Visualize, slice and dice
But not super easy to interpret - let’s make a visualization.
I create a Bar chart with all the data in A, B, and D (results) and put it on a separate sheet.
But then I remember reading about something called a Slicer. Sure enough, in the Data -> Slicer menu it can be found. The Slicer allows you to do personalized filters of data in charts.
When you create a data slicer it asks you to select a data-range, and I selected all of my data on the sheet where the scraping is being done.
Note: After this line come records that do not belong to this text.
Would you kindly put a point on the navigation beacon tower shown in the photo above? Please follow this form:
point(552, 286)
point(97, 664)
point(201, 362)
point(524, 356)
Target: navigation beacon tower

The next thing you need to do is to select a column to slice the data on.
Once you are done it looks something like this:
It works exactly like a filter and filters the data, but with one important difference; it’s only for your individual view, and doesn’t affect other users.
Also, charts that are using the data range the slicer is operating on is updated. For example; select keywords “node” and “node php” and the city of “Stockholm” will give you the following chart:
This was a really fun and pretty useful little hack that helped us to become more data-driven in our discussions: I think there are more Angular jobs in Stockholm than there are React jobs in Stockholm can now be answered easily, visualized and updated live.
Psst - no. There are many more React jobs in Stockholm right now.